大儿子葛乔伟向来独立自主,从不用她烦心,但小儿子葛乔林从小身体就差,不时病痛,也因此,葛母便将大部份的心力都放在他的身上,所以,葛乔林的死才会让葛母伤心Yu绝,只差没冲到陆家将肇事的陆世雄给千刀万剐。
不可讳言的,子翎当初对葛乔伟的提议的妥协,不只是给她自己来了一连串的悲亏,也让葛乔伟的生活陷入混乱。
“那你打算怎么做?”石强收起飘浮的思绪,想了许久,还是开口问了。
“坦白说,我也不知道。”葛乔伟无力的回答。他纵横在商场上这么多年,从不曾被任何逆境给打倒过,可现在他居然为了一个女人而六神无主。
“不如你就故计重施吧!”石强建议。
“你的意思是?”葛乔伟倏地转回头看着他。
“当初你不是利用八百万来逼迫他们就范吗?这次你也可以同样拿钱来收买陆世雄,我想,以他那种贪财的本性,一定会答应的。”石强耸耸肩,他所能想到的办法也只有这样了。

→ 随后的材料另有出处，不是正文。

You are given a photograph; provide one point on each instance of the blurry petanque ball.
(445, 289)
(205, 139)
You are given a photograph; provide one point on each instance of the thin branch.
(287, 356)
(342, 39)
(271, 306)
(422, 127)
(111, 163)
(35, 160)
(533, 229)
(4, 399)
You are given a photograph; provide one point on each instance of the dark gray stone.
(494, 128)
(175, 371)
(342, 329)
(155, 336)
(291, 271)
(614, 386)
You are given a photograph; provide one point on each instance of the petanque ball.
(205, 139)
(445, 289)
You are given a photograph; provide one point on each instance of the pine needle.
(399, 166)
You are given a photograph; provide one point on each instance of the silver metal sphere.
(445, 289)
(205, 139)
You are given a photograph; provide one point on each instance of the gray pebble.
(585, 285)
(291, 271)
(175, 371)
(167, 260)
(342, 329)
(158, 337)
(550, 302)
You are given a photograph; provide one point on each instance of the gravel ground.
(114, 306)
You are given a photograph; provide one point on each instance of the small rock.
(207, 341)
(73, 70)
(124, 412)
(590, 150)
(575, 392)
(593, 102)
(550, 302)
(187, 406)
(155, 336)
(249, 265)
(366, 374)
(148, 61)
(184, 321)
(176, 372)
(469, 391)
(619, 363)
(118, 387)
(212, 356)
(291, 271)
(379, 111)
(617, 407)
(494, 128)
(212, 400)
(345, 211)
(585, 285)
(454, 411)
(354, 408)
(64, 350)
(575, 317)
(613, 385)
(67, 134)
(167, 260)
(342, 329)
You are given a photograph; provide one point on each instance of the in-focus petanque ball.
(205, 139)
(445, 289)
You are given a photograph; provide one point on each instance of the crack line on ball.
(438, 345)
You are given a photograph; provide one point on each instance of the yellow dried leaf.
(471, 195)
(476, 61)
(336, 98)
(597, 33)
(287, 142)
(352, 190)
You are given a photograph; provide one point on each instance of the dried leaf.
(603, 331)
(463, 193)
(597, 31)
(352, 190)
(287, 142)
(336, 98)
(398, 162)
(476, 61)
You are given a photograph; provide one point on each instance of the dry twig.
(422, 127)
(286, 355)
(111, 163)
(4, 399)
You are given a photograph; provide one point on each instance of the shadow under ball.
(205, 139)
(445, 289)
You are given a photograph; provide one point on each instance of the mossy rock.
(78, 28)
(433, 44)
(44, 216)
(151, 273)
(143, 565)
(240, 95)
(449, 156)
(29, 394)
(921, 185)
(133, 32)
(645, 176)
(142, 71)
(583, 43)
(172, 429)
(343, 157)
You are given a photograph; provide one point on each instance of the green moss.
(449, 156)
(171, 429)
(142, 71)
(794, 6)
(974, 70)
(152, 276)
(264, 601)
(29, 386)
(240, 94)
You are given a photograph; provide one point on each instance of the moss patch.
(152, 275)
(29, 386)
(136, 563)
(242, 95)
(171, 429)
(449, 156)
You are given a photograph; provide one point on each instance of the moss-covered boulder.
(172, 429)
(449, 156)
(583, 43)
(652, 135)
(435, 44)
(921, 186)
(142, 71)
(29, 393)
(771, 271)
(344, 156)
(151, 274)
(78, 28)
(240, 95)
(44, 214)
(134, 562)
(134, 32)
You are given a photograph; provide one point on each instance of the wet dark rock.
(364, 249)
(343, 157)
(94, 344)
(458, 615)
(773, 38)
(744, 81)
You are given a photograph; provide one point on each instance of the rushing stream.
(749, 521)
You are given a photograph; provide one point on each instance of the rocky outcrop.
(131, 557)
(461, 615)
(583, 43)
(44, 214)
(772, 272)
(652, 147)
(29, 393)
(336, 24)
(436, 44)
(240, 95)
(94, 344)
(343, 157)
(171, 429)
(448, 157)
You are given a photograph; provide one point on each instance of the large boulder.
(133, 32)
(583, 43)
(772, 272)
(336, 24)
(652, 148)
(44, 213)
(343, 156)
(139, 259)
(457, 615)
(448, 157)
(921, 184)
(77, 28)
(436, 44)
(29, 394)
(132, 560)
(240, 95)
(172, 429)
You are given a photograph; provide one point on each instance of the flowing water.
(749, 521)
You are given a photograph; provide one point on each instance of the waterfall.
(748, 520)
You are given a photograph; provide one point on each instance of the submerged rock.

想不到葛乔伟却摇摇头,低哼一声,“你以为我没试过吗?但陆世雄近年来变了许多,钱已经打动不了他。”
石强看着葛乔伟,可以想象葛乔伟此刻的心情有多糟,但他也只能说:“事到如今,一切只能顺其自然,如果你们有缘份,一定会在一起的。”
葛乔伟没有回答,只是冷漠如昔,让人摸不清他心里的想法。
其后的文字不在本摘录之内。